"That's like saying, 'I don't kill people myself but let me tell you about the guy down the street who does.' What's that saying? 'I will not off your husband, but I know a buddy who will?' It's the same thing," said Brauer, who now works at a hospital pharmacy.
Large pharmacy chains, including Walgreens, Wal-Mart and CVS, have instituted similar policies that try to balance pharmacists' and customers' rights.
Karen L. Brauer, Pharmacists for Life president, defends the right of pharmacists to refuse medicine.
(Courtesy of Karen L. Bauer)
Refill Laws by States: A number of states have either passed laws or are considering laws that allow pharmacists to refuse to fill prescriptions, such as birth control and morning-after pills.
"We obviously do have pharmacists with individual moral and ethical beliefs. When it does happen, the pharmacist is asked to notify the manager that they have decided not to fill the prescription, and the manager has the obligation to make sure the customer has access to the prescription by another means," said Tiffany Bruce, a spokeswoman for Walgreens. "We have to respect the pharmacist, but we have to also respect the right of the person to receive the prescription."
Women's advocates say such policies are impractical, especially late at night in emergency situations involving the morning-after pill, which must be taken within 72 hours. Even in non-urgent cases, poor women have a hard time getting enough time off work or money to go from one pharmacy to another. Young women, who are often frightened and unsure of themselves, may simply give up when confronted by a judgmental pharmacist.

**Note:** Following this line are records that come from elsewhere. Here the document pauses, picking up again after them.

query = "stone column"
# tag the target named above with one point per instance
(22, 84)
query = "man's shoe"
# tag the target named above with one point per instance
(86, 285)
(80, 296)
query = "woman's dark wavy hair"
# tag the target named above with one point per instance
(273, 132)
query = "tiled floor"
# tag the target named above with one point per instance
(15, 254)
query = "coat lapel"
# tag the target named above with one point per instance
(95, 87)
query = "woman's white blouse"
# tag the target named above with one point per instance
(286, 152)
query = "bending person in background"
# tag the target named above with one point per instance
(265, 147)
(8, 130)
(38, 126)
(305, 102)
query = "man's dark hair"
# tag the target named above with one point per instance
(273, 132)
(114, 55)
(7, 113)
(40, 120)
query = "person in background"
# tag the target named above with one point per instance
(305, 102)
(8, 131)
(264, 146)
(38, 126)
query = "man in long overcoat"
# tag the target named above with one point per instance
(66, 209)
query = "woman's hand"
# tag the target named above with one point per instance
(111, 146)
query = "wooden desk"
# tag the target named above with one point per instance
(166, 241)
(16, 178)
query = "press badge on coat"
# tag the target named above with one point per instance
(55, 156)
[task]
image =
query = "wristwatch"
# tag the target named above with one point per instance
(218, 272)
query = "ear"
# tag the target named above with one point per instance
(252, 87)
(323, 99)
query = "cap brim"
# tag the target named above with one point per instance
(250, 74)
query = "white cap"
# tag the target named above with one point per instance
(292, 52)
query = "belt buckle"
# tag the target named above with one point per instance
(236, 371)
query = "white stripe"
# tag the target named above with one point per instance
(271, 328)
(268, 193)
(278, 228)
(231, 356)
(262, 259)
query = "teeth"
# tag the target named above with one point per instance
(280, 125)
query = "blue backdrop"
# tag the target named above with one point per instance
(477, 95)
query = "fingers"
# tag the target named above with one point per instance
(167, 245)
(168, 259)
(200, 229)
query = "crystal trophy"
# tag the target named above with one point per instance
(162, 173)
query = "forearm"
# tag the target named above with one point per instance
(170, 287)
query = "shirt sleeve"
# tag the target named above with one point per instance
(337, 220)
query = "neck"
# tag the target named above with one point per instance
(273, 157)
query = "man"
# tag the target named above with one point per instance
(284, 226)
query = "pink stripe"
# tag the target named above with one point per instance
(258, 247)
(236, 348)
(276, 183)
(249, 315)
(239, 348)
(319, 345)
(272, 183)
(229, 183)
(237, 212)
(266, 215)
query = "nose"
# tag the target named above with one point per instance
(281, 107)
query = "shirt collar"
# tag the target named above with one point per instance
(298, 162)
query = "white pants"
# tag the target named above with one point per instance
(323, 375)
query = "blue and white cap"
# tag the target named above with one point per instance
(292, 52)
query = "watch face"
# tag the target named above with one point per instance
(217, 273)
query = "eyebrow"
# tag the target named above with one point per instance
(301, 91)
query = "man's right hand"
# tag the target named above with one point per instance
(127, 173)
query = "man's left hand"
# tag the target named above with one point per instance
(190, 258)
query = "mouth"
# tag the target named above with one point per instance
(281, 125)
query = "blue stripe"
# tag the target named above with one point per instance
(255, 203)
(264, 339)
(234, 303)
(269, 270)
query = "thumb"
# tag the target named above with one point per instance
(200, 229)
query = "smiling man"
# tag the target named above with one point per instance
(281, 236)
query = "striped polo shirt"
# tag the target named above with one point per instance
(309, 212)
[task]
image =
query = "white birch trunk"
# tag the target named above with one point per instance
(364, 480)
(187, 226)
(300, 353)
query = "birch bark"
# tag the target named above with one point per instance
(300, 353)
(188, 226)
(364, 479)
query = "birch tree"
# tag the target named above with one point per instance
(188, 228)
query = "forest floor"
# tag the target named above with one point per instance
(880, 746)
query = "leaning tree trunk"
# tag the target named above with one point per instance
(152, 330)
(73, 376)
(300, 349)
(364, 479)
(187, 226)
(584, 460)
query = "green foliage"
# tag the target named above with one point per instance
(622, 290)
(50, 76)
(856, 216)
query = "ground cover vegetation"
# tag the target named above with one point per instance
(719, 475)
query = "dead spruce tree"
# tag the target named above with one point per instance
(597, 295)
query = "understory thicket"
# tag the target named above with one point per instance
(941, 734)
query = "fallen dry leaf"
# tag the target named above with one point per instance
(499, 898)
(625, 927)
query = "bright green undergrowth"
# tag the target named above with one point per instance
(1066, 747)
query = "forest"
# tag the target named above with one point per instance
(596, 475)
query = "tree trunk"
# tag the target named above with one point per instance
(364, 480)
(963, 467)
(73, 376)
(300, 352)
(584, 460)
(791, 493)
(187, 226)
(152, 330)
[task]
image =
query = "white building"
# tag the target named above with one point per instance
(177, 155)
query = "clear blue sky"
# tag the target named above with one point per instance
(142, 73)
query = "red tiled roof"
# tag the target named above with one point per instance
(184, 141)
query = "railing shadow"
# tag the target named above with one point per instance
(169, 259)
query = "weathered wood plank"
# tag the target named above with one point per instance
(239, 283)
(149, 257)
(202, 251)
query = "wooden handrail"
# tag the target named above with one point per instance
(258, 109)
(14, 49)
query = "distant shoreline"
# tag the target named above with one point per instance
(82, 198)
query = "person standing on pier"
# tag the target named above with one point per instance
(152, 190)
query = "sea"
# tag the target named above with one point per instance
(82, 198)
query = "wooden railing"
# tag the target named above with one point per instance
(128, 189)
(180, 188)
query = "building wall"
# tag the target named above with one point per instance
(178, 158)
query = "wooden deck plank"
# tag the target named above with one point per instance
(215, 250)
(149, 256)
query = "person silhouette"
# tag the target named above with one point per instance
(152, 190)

"What is a woman supposed to do in rural America, in places where there may only be one pharmacy?" asked Nancy Keenan, president of NARAL Pro-Choice America, which is launching a campaign today to counter the trend. "It's a slap in the face to women."

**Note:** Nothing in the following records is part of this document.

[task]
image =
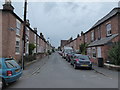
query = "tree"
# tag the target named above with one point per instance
(83, 48)
(114, 54)
(31, 48)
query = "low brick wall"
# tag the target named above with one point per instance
(40, 55)
(112, 67)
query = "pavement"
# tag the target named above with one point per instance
(106, 72)
(55, 72)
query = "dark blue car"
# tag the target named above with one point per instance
(10, 71)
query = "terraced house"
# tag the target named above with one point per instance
(11, 30)
(101, 36)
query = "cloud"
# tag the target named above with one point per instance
(49, 6)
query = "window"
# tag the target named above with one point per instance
(0, 66)
(92, 36)
(34, 38)
(99, 33)
(108, 28)
(17, 48)
(27, 33)
(11, 63)
(18, 27)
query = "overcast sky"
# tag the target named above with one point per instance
(62, 20)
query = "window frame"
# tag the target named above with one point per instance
(18, 27)
(108, 29)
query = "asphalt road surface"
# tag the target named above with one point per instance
(58, 73)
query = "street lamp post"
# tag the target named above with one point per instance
(24, 33)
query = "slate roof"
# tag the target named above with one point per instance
(109, 15)
(103, 41)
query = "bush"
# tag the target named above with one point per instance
(114, 54)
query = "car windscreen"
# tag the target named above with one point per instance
(82, 57)
(11, 64)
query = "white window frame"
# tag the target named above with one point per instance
(17, 46)
(108, 29)
(99, 33)
(18, 27)
(94, 52)
(35, 38)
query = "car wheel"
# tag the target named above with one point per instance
(3, 83)
(75, 67)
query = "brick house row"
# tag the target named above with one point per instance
(11, 33)
(100, 37)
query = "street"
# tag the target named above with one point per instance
(58, 73)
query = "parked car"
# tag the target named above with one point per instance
(60, 52)
(69, 56)
(10, 71)
(66, 50)
(81, 61)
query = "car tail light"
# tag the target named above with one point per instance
(77, 59)
(9, 73)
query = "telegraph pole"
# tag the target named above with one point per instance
(24, 33)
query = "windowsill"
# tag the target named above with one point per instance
(17, 35)
(17, 53)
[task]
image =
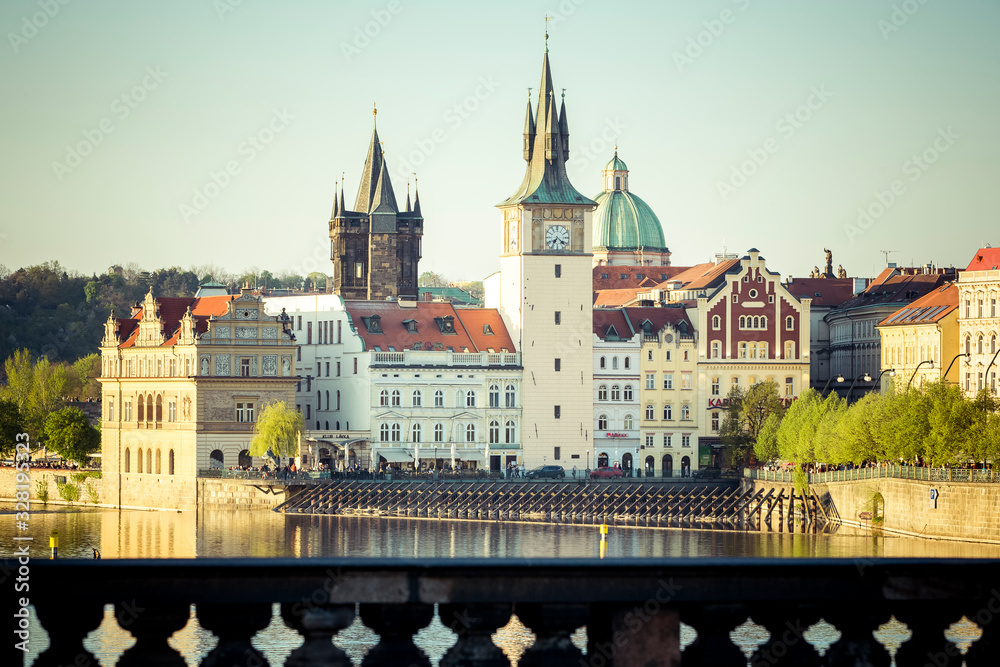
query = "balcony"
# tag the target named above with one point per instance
(632, 609)
(445, 358)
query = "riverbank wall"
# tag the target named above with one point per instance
(960, 511)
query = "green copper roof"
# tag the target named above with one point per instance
(622, 221)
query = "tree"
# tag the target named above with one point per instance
(277, 429)
(11, 424)
(68, 432)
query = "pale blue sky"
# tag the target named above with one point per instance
(290, 69)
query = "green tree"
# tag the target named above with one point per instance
(68, 432)
(277, 429)
(11, 423)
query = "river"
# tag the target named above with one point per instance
(230, 534)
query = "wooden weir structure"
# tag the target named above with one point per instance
(721, 505)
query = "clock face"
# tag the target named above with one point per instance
(556, 237)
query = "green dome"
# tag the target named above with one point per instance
(615, 164)
(622, 221)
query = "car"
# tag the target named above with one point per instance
(549, 472)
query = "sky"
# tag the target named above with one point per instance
(202, 132)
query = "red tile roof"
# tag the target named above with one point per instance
(469, 324)
(986, 259)
(823, 291)
(172, 309)
(927, 309)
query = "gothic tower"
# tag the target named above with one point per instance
(545, 290)
(375, 248)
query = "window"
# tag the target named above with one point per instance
(244, 412)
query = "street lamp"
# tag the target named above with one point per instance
(840, 378)
(866, 377)
(910, 383)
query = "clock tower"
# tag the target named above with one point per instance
(546, 290)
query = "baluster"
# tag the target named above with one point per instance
(928, 621)
(396, 624)
(786, 645)
(474, 624)
(152, 624)
(67, 631)
(857, 644)
(234, 625)
(713, 646)
(317, 623)
(552, 624)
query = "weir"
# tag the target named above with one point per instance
(720, 504)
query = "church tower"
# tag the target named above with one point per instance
(546, 290)
(375, 248)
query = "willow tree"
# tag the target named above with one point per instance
(277, 430)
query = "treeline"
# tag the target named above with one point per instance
(58, 314)
(936, 426)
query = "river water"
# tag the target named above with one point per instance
(230, 534)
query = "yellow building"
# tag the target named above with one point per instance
(978, 321)
(920, 340)
(183, 380)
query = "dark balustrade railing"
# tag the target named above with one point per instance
(632, 609)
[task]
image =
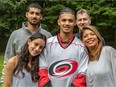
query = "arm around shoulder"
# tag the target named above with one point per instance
(9, 69)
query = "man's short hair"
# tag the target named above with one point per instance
(34, 5)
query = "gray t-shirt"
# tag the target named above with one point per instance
(102, 73)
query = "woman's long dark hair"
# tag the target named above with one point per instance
(23, 59)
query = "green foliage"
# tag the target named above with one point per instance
(12, 14)
(11, 17)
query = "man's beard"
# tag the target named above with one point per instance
(34, 24)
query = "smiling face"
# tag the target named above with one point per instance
(36, 46)
(82, 20)
(34, 16)
(66, 22)
(89, 38)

By the time Suzanne Richards, 21, finally got another pharmacy to fill her morning-after pill prescription -- after being rejected by a drive-through Brooks Pharmacy in Laconia, N.H., one late Saturday night in September -- the 72 hours had long passed.

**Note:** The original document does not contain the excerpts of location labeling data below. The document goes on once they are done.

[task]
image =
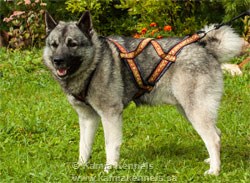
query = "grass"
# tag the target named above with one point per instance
(39, 133)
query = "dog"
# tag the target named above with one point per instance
(98, 83)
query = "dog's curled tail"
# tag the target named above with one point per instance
(223, 43)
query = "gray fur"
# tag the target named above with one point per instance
(194, 83)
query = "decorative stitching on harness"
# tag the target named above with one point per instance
(166, 60)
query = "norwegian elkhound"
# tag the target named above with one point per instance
(98, 83)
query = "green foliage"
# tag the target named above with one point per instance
(25, 24)
(181, 15)
(39, 133)
(234, 8)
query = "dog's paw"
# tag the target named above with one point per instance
(207, 160)
(108, 167)
(212, 172)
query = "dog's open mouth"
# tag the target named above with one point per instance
(62, 72)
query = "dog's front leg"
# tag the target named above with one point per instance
(88, 121)
(112, 124)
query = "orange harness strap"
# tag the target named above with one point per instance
(166, 60)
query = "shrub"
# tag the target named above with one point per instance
(26, 27)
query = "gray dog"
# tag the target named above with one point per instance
(98, 83)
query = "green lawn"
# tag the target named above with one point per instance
(39, 133)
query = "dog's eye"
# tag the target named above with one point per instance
(72, 44)
(54, 45)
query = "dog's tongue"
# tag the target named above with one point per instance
(62, 72)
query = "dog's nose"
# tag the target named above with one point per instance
(58, 60)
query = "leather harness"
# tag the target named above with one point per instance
(167, 58)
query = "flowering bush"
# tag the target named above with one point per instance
(155, 31)
(26, 27)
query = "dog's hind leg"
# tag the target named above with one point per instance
(200, 108)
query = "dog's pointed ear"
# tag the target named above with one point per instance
(49, 22)
(85, 24)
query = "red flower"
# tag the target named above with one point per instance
(137, 35)
(153, 24)
(167, 28)
(144, 30)
(154, 31)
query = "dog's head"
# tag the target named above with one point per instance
(68, 45)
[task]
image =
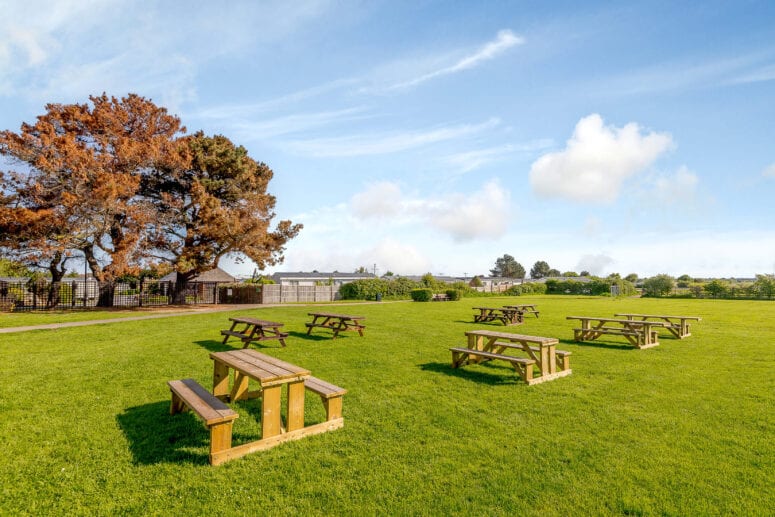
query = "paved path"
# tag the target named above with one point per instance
(190, 312)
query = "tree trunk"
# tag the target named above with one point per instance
(179, 288)
(57, 269)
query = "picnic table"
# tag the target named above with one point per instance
(541, 352)
(641, 334)
(677, 325)
(251, 329)
(336, 322)
(525, 309)
(271, 375)
(507, 315)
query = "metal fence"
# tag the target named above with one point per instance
(80, 294)
(277, 293)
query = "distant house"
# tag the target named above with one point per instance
(582, 279)
(316, 278)
(216, 275)
(497, 283)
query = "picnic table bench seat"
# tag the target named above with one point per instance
(639, 333)
(217, 416)
(254, 330)
(523, 366)
(330, 395)
(676, 325)
(335, 322)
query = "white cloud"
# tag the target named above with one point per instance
(393, 255)
(483, 214)
(595, 264)
(383, 199)
(596, 161)
(384, 143)
(680, 187)
(476, 215)
(504, 41)
(593, 226)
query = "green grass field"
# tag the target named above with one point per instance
(685, 428)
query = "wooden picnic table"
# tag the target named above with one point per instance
(272, 375)
(525, 308)
(336, 322)
(251, 329)
(641, 334)
(677, 325)
(506, 315)
(541, 352)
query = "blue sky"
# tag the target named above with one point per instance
(425, 136)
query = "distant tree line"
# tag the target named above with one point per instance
(763, 287)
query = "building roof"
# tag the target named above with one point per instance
(316, 275)
(582, 279)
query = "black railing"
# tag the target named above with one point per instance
(77, 294)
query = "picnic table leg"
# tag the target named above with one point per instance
(220, 380)
(475, 343)
(226, 337)
(239, 389)
(295, 405)
(271, 423)
(547, 360)
(312, 325)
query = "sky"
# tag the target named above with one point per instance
(428, 136)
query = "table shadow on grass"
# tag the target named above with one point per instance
(155, 436)
(501, 374)
(315, 337)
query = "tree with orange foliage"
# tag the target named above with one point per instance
(216, 206)
(121, 183)
(82, 172)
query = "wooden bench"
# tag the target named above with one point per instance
(335, 322)
(676, 325)
(330, 395)
(583, 334)
(641, 334)
(217, 416)
(254, 330)
(525, 309)
(523, 366)
(562, 358)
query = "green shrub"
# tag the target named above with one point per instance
(454, 294)
(527, 288)
(422, 295)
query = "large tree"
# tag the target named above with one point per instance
(213, 206)
(507, 267)
(119, 182)
(82, 165)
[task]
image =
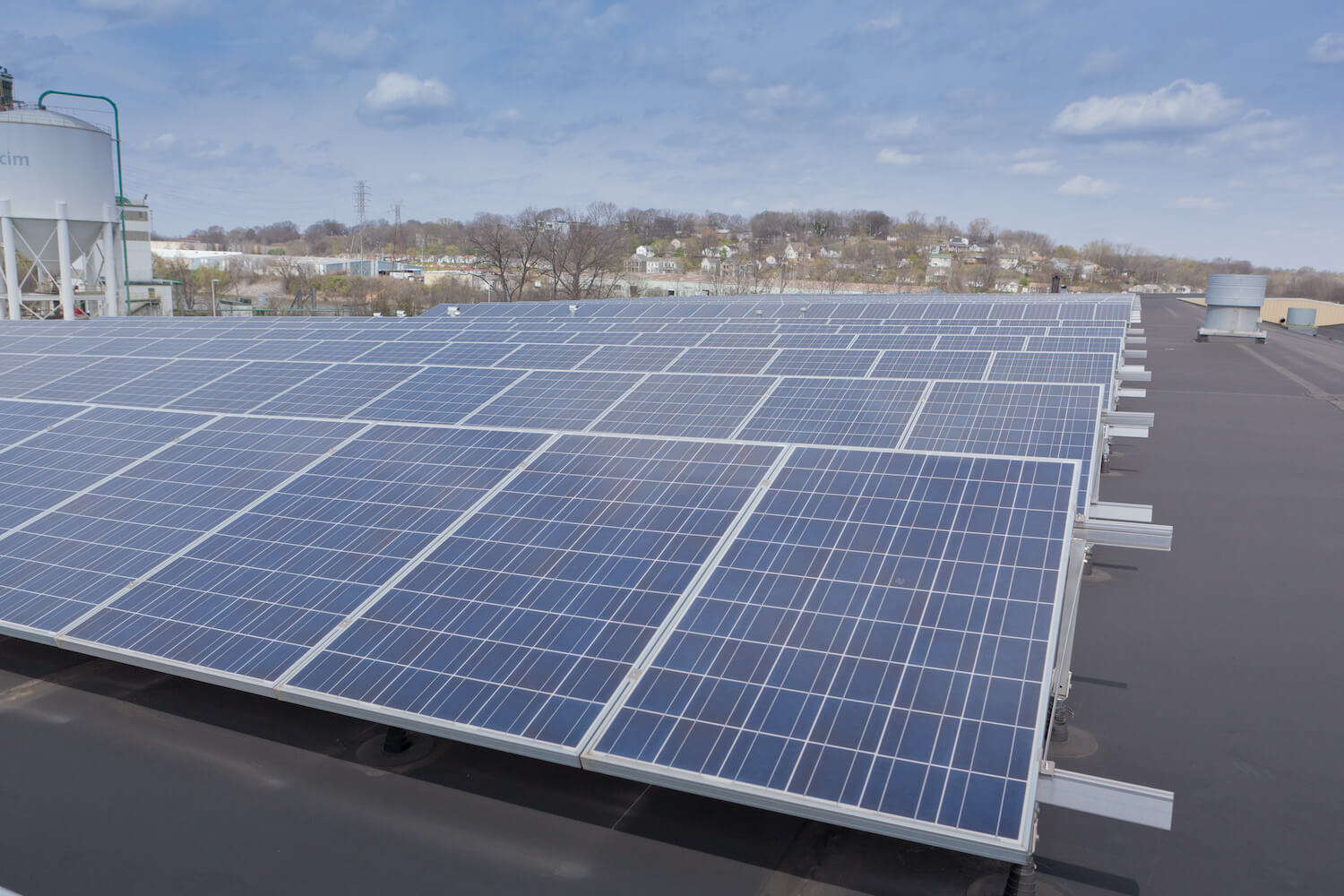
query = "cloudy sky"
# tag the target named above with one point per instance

"When he told me he wouldn't fill it, I just pulled over in the parking lot and started crying," said Richards, a single mother of a 3-year-old who runs her own cleaning service. "I just couldn't believe it. I was just trying to be responsible."
In the end, Richards turned out not to be pregnant, and Pulz was able to obtain her prescription last June directly from her doctor, though she does not think she was pregnant, either.
"I was lucky," Pulz said. "I can sympathize with someone who feels strongly and doesn't want to be involved. But they should just step out of the way and not interfere with someone else's decision. It's just not right."